We've been asked a few times already how the kids feels about a new brother, especially Sam. The girls seem genuinely excited. It's actually killing Kenna not to be able to tell everyone. The truth is, we haven't told EVERYONE yet. I've been feeling a tug in my heart for "Bryce" for a long time now, and it's just been getting stronger and stronger - but I knew adding a child to our family was something Mike and I had to be on the same page about and something God had to put into his heart. It was something I would never "talk him into to". It's just to big of a decision. So I waited and prayed that if it was God's will for this to be our child then God had to put it in Mike's heart....and Mike DID come around, he assured me God DID put Bryce in his heart...he even confessed he'd been there along, it was just fear that held him back...and I get that. However once we went to the agency it was like all h#@& broke loose and our commitment came very quickly. In some aspects our heads are still spinning, we are still processing, we are still a little nervous ourselves. I'm anxious to tell the world, but so far we've only told HALF the world!

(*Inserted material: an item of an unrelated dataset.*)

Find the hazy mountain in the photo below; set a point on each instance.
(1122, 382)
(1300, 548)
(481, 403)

As for Sam's reaction, when we showed him Bryces picture and told him he was going to be his brother it was obvious a concept he had no clue about. And as he has done since arriving home, whenever he sees a picture of an Asian child that isn't obviously female he calls them "Sammy". After some thought I asked him if he'd like a "boy sister". After all, he has 3 sisters and certainly understands what that means. This time he stares thoughtfully at the picture for awhile. My heartrate goes up...I feel certain we're on to something...and after a few long seconds he says...

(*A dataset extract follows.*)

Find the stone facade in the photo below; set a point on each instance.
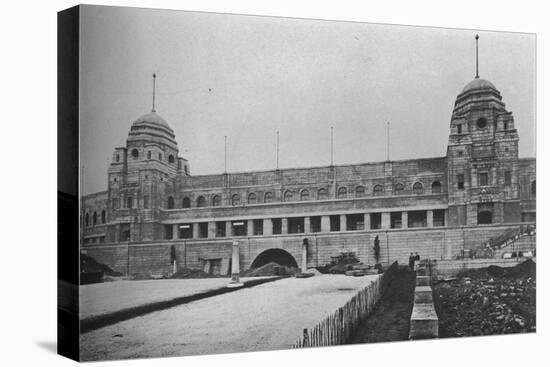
(434, 206)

"No tank you mommy, no boy sister...just Thomas the Train".......
Saturday, May 29, 2010
Thursday, May 27, 2010
Here we GROW again!
Wow! Who would thought it!!! Only 9 months after bringing home Sam, we've submitted LOI on another little boy!!! WOW! How exciting! We are truly overjoyed to be adding to our family....are we a little nervous...sure! But we've thought and prayed hard and we are as sure as you can be when you make that leap of faith! We know we have wonderful family friends and faith to help us through! This little cutey stole my heart the day I met in August of 2009 when we toured Sam's orphange. At the time there was a family considering and Mike and I joked in the car on the way home what a "relief" it was because there was no way we could have left him behind!

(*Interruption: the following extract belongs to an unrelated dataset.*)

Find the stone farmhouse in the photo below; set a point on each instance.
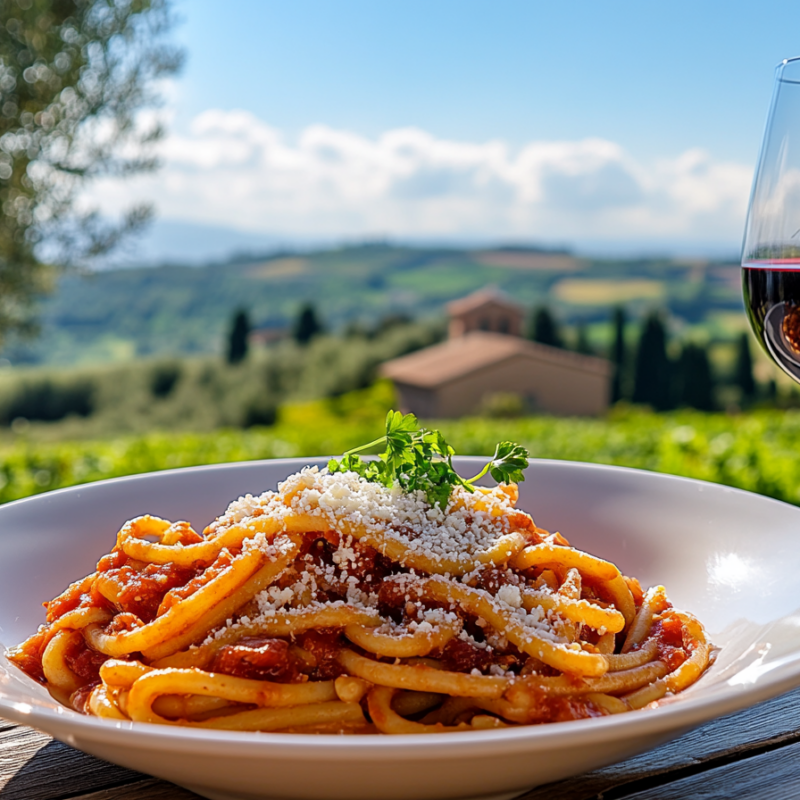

3 months later when his file shows up on Rainbow Kids, I sadly knew something did not work out for that family. At the time, it was just to soon for us. So I put on my advocating hat and worked HARD for "Bryce" I posted his file everywhere....told everyone in the adoption community about him...asked everyone I knew to post him on their blog.....All I got was crickets...nothing, no response. Of course now I know he was waiting for us!!! 6 months later through a series of complicated events....we've started the paperchase again......thats the part I'm NOT looking forward to but the rewards that wait.....oh so sweet!!
Wish us luck send your prayers our way, and I plan on doing my best to keep you updated on the happening of my sweet wonderful family!!!
Today was the last day of school! My time flies! I now have an 8th grader, 4th grader and a 1st grader...gulp!!!